Footage[edit | edit source]

Shortly thereafter, an injunction was brought against Channel 40 (by Chubbuck's family) preventing them from ever releasing the footage of her death; the 2-inch quad master tape, plus a copy (both of which had previously been confiscated by the Sarasota Sheriff's Department as evidence following the incident) were then handed over to the family, who are said to have destroyed them.

A rumored third copy has been speculated to exist in the FCC Archives. However, this claim has never been proven (and was, in fact, denied by the FCC when queried by a Findadeath Forum user).[4] Interestingly, it was by Chubbuck's own will that the event was recorded in the first place: she requested that the episode is taped, something that was not normally done, due to the cost of tapes back then.

Recreation of the Footage[edit | edit source]

On January 31st, 2017, a video titled "Freaky 5 - Lost Footage" was uploaded by a YouTuber called NationSquid, featuring five pieces of lost media that are considered creepy or disturbing. The Christine Chubbuck story is at number 1 on the list.

At the end of the video, at 8 minutes and 46 seconds, there appears to be footage of the suicide as it happened. It is in black and white, with distorted audio and video.[5] Since then, many users on YouTube have since re-uploaded the so-called "footage".

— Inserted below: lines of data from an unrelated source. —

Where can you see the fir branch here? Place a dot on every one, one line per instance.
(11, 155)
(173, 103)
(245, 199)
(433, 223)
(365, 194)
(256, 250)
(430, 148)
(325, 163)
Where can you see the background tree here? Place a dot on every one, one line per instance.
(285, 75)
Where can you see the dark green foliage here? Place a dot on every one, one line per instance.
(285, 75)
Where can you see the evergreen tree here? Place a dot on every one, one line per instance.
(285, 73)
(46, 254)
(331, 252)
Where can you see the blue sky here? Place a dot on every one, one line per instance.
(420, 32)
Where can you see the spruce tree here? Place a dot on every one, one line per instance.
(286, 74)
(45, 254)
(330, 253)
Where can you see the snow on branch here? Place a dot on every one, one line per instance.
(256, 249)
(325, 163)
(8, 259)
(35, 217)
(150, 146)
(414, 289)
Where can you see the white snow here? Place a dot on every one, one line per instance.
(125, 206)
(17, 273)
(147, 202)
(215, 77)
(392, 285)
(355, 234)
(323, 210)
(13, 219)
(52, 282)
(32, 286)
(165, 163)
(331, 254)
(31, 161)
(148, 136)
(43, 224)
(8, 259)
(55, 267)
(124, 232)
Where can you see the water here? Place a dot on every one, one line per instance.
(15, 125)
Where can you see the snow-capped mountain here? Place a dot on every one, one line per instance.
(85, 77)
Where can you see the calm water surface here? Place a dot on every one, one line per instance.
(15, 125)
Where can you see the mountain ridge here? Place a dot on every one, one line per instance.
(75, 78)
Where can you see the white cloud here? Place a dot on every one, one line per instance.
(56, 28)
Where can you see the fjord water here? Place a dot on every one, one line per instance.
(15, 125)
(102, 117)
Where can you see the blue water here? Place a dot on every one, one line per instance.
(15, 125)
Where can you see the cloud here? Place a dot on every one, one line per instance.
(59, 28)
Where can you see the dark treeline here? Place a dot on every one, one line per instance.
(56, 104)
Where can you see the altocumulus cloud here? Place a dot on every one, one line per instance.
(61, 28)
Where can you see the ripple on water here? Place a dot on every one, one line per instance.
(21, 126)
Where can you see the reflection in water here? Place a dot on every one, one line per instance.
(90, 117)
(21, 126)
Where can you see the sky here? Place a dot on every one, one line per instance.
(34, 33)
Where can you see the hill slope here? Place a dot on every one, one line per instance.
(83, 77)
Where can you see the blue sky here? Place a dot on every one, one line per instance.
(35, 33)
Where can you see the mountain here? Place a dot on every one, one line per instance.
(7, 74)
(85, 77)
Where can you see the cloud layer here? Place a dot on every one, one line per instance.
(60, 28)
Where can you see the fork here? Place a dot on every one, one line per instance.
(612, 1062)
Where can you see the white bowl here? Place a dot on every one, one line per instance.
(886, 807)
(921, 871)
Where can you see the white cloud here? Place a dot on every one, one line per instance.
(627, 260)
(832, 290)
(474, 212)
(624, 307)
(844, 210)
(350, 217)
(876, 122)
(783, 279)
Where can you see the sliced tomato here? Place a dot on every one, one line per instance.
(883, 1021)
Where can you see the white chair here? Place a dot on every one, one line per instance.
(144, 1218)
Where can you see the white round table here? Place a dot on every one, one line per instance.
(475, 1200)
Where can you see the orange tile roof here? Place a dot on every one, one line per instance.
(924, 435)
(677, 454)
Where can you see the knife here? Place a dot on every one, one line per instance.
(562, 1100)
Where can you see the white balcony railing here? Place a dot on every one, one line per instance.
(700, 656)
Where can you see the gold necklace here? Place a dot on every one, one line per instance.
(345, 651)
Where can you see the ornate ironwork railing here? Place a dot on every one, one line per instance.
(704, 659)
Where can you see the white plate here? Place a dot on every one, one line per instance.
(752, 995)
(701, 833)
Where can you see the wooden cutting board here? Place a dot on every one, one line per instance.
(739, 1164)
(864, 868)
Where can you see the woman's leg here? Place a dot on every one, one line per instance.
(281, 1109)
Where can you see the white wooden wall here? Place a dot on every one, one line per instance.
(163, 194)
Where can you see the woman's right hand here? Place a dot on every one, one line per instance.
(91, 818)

There was a wide debate on websites like 4Chan, the NationSquid Forums and even the Lost Media Wiki forums about the authenticity of the so-called "footage" from NationSquid. NationSquid himself never replied to any questions about whether the footage was real or fake, and therefor users on the aforementioned websites came up with theories and analyses in attempts to deliver a verdict on whether the footage was genuine or fabricated.[6][7][8]

On February 13th, 2017, the footage seen in NationSquid's video was confirmed fake by Gordon Galbraith, who was the news director of Newswatch program at WXLT-TV (now WWSB-TV) that Christine hosted at the time of her suicide.[9]

Audio from the Newscast[edit | edit source]

In early 2021, YouTuber Ataliste acquired what is generally accepted as being a legitimate cassette recording of the audio from the incident (via an undisclosed private collector), releasing the portion of the newscast prior to the suicide on their YouTube channel in February of that year (though, choosing not to publish the actual suicide audio out of respect). The audio matches the voice of Christine heard in Kate Plays Christine and also aligns with the news reported on in the Sarasota Herald-Tribune from the day of the incident, leaving little doubt as to its authenticity.[10]

In April of the same year, Ataliste released the audio in its entirety via his YouTube channel. It has since been privated (as has the other video, without her final words and the gunshot).